Я познакомилась с Грантом в 1970 году. Приехав в Ереван в командировку, я встретилась с Анаит, и она повела меня к нему. Я расположила его к себе тем, что из Ленинграда поехала по распределению преподавать русский язык и литературу в армянскую сельскую школу, и в особенности тем, что попыталась изучить армянский, немного говорила и даже читала. Свои познания я тут же продемонстрировала без ложной скромности, и это хвастовство, надо сказать, потом вышло мне боком. Когда мы уже были дружны и я, приезжая в Армению, бывала в доме Матевосянов, Грант всегда всем рассказывал, как я прекрасно знаю армянский, в то время как я его уже изрядно подзабыла. Однажды прихожу к Матевосянам, а у них гости — Фрунзик Мкртчян и Хорен Абрамян. Мы знакомимся, и они, естественно, переходят на русский. «Не надо, — говорит им Грант по-армянски, — продолжайте, она все понимает и говорит прекрасно». Очень было обидно сидеть в напряжении и не понимать большую часть того, о чем говорили эти замечательные артисты.

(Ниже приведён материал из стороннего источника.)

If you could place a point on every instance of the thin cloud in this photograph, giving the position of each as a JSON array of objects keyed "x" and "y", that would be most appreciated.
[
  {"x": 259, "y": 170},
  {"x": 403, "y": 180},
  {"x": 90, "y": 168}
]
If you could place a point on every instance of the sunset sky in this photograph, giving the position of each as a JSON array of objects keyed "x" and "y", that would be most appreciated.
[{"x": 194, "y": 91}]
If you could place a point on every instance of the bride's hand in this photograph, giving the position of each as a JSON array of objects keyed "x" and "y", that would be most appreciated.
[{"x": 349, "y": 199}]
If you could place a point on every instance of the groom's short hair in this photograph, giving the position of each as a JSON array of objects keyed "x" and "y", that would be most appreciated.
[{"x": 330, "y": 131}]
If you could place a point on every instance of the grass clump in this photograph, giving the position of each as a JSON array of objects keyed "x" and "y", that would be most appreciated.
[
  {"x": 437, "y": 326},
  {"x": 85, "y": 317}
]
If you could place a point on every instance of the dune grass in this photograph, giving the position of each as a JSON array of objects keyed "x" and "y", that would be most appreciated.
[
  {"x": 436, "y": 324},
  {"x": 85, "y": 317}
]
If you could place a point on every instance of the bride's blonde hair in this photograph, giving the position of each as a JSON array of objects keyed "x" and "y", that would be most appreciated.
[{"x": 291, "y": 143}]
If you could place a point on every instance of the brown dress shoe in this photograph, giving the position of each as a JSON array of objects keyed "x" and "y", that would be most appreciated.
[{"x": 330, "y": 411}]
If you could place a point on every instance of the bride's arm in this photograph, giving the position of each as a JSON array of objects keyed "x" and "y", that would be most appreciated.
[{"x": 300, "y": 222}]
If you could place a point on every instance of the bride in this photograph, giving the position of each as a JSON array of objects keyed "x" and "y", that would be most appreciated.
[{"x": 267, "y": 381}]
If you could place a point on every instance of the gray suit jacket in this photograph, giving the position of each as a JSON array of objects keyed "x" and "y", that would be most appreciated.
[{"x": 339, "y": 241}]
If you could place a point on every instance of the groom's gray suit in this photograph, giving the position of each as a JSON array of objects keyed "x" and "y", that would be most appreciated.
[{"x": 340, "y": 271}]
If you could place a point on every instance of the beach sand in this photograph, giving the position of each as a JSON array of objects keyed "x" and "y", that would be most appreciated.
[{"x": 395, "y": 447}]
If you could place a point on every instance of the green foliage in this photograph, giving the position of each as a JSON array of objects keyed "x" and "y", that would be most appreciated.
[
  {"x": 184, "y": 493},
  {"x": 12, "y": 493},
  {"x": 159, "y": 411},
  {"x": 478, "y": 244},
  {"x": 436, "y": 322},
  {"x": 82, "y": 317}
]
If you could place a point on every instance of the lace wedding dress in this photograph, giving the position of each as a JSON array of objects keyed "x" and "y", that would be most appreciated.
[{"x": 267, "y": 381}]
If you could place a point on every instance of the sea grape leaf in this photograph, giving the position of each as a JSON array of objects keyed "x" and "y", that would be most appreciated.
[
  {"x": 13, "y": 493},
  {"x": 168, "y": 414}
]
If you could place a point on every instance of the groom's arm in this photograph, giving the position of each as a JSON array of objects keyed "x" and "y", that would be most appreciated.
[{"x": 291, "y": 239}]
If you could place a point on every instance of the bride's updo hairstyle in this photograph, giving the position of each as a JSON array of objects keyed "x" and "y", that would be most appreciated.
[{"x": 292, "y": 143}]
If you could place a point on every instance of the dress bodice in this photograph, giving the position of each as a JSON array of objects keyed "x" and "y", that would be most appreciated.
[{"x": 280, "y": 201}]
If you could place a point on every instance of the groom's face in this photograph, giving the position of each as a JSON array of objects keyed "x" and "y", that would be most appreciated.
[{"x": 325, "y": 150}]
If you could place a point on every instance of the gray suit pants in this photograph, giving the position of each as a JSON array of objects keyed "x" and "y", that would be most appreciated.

Наши дружеские отношения начались в Коктебеле, в писательском Доме творчества, куда мы приезжали несколько лет подряд: Грант с женой Вержинэ, дочерью Шогер и сыном Давидом, я — с мужем и сыном. Павло был тоже родом из села и прошел путь в литературу, похожий на путь Гранта, им было о чем говорить. Кстати, Павло прекрасно перевел на украинский язык книгу Гранта (с русского перевода Анаит Баяндур). Дети наши сразу подружились и потом встречались и в Москве, и в Ереване. Матевосяны-старшие редко приезжали в Москву (только по необходимости: на съезд писателей, на вручение Гранту Государственной премии, по пути в Америку) — Грант вообще не любил уезжать из дома. А я ездила в Ереван довольно часто и, конечно, всегда бывала у них. Однажды я приехала в командировку зимой, и был какой-то лютый, необычный для Армении мороз. Я буквально вымерзала в гостинице, где ничто не было рассчитано на столь низкие температуры. Грант и Вержинэ зашли ко мне и, увидев мое плачевное состояние, перетащили к себе в их теплый (во всех смыслах) дом. Тогда-то мне и довелось подолгу беседовать с Грантом. Ему нравилось говорить со мной. Точнее, говорил он, а я слушала и иногда вставляла два-три слова или задавала какой-нибудь вопрос. Наверное, я была хорошим слушателем, и это его стимулировало к собственным размышлениям. Да, это очень грустно, что я ничего не записала из тех его интереснейших монологов, хотя и тогда понимала, что надо бы записать, но как? Магнитофон был в этом случае совершенно невозможен, а записывать после разговора, находясь в его же доме, как-то неудобно. А потом в суете все забывалось.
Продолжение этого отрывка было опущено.